Martins spent about a year between 2009 and 2010 doing deep research at the Museu de Arte Contemporânea da Universidade de São Paulo. It was there that she first learned about the work of some of Brazil’s vanguard artists—in particular Hudinilson Jr., Letícia Parente, and Regina Vater—who had been well known in the 1960s, ’70s, and ’80s but whose important contributions and experimental practices—in areas including video, performance, and Xerox art—had been forgotten or overlooked.
“While I visited these archives for one year, my goal was to find artists with important productions who were unknown—artists who were ‘invisible’ today,” Martins said. “When I started the gallery I believed that people needed an opportunity to learn that these productions are part of our history, especially here in Brazil. We need to discuss why such good artists have been completely erased from our recent histories.”
Martins, who opened her gallery in 2011, said that many people in Brazil thought she would fail. “When I opened, many people, including my colleagues here in São Paulo and my clients, told me, ‘Jaqueline, forget this—it’s impossible. You’ll never survive with this program here in Brazil, especially.’ For me, the mission has always been creating possibilities to give visibility to these artists.”
Hudinilson Jr., Untitled, ca. 1980s–2009. Courtesy Galeria Jaqueline Martins
Part of the uncertainty owed to questions as to whether collectors would want to buy the work she was planning to show. They liked political art—but not too political—and Martins was planning to focus on experimental practices in diverse media well beyond the bounds of painting and sculpture. It became part of her task as a gallerist to convince clients that “it would be very good for their collection to have performance, text-based works, videos, documentation,” she said. “Art production is more than just painting and sculpture—it’s ideas.”
Martins’s combination of research and persuasion has paid off, translating to greater exposure, especially in the United States.

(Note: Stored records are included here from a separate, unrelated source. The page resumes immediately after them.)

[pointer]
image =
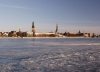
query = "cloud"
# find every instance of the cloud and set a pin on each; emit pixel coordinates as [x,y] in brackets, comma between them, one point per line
[18,7]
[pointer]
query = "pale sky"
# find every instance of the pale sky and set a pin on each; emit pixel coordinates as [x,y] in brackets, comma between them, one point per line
[71,15]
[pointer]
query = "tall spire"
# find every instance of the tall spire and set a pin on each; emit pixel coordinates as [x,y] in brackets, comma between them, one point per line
[33,25]
[33,28]
[56,28]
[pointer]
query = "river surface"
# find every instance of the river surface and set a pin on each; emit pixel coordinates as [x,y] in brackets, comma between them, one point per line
[50,55]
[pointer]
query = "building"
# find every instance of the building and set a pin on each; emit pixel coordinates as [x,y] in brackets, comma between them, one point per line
[33,28]
[56,32]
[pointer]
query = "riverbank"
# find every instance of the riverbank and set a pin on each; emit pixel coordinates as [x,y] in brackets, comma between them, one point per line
[43,37]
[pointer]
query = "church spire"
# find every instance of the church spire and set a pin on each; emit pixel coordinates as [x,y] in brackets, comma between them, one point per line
[56,28]
[33,25]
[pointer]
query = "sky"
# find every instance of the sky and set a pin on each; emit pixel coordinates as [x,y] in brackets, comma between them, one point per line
[70,15]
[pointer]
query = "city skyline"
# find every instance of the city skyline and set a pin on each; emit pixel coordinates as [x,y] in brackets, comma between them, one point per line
[71,15]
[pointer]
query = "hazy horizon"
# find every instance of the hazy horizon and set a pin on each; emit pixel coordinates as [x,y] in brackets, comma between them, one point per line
[71,15]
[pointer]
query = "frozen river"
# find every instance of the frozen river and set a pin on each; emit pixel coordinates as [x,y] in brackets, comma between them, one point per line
[50,55]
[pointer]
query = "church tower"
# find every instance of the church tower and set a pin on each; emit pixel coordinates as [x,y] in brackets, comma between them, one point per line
[33,28]
[56,32]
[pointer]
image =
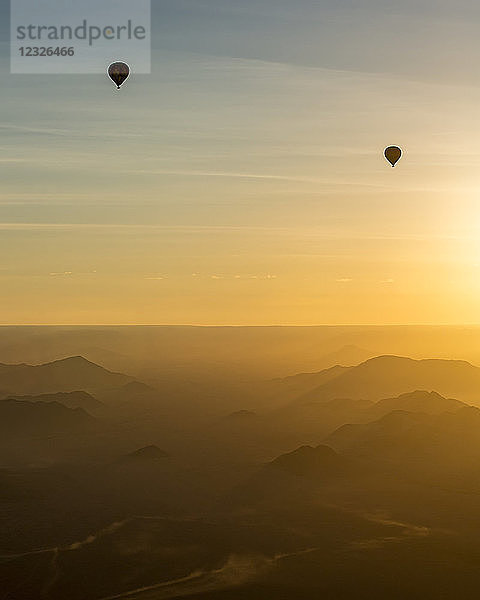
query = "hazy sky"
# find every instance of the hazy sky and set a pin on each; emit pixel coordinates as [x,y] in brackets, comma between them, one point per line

Parente and Vater were both included in the Hammer Museum’s acclaimed traveling exhibition “Radical Women: Latin American Art, 1960–1985,” which was organized by Cecilia Fajardo-Hill and Andrea Giunta, while Hudinilson Jr. was included in “Xerografia: Copyart in Brazil, 1970-1990” at University Galleries, University of San Diego. (Both exhibitions were a part of the Getty Foundation’s Pacific Standard Time: LA/LA initiative in 2017.) All three artists were included in the groundbreaking “Histórias Da Sexualidade” at MASP in São Paulo in 2017, and Hudinilson Jr. was the subject of a major survey at Pinacoteca de São Paulo earlier this year.
[Read about MASP’s revolutionary “Histórias” exhibition series.]
But Martin’s goal was always to put different generations of Brazilian artists into international dialogue. In addition to Parente, Vater, and Hudinilson Jr., the gallery represents artists born in the 1940s (Dudu Santos, Lydia Okumura, Martha Araújo, Luiz Alphonsus), in the late 1950s and early ’60s (Riccardo Baruzzi and Rafael França), and several born in the 1980s (Ícaro Lira, Ana Mazzei, Maria Noujaim, Daniel de Paula, and Charbel-joseph H. Boutros). “My idea was to develop a program where contemporary and historic productions were in dialogue,” Martins said.
Oliveira said that the gallery’s foundational aesthetic and uniqueness came from “not thinking the obvious, going against the flow, against what normally most of the galleries were doing at that time in Brazil as well.” And that same approach will extend to the new space in Brussels. “We are going to go against the flow again,” Oliveira said. “We’re not making obvious decisions, even though for us it is quite obvious to be in Brussels.”